Research & Papers

From Instructions to Assistance: a Dataset Aligning Instruction Manuals with Assembly Videos for Evaluating Multimodal LLMs

A new benchmark uses 3D furniture assembly videos and manuals to stress-test multimodal AI assistants.

Deep Dive

A team of researchers from the University of Milan and other institutions has introduced a novel benchmark called the Manual to Action Dataset (M2AD). This dataset is designed to rigorously evaluate the capabilities of Multimodal Large Language Models (MLMs) like GPT-4V or Claude 3 in performing as real-time assistants for complex, procedural tasks. M2AD aligns 3D furniture assembly videos with corresponding pages from instruction manuals, creating a structured test to see if AI can understand a sequence of steps, track progress, and correctly reference technical documentation.

The study used M2AD to assess three core capabilities: whether MLMs can reduce the need for expensive, detailed manual labeling; if they can accurately track the progression of assembly steps; and if they can refer to the correct manual pages. The findings revealed significant limitations in current openly available models. While some demonstrated an understanding of procedural sequences, their performance was hampered by architectural constraints, particularly in handling multiple images and interleaved text-and-image reasoning required for dynamic, step-by-step tasks.

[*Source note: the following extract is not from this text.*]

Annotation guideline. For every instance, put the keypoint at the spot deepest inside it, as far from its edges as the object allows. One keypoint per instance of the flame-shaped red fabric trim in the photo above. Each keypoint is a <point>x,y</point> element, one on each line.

This work underscores a critical gap between the promise of AI assistants for technical support and their current practical abilities. For MLMs to be truly useful in Augmented Reality (AR) or Virtual Reality (VR) scenarios—where a user needs guidance while looking at a physical object—they must improve at processing a stream of visual context and linking it to textual instructions. The M2AD dataset provides a concrete benchmark to drive this research forward, pushing models beyond static image analysis toward dynamic, sequential visual reasoning.

Key Points
  • The 'Manual to Action Dataset' (M2AD) aligns furniture assembly videos with instruction manual pages for step-by-step evaluation.
  • It tests three MLM capabilities: reducing annotation needs, tracking assembly step progression, and correctly referencing manuals.
  • Results show current models are limited by an inability to perform robust multi-image and interleaved text-image reasoning.

Why It Matters

It exposes a key weakness in today's AI assistants, holding back practical AR/VR guides for real-world tasks like repair and assembly.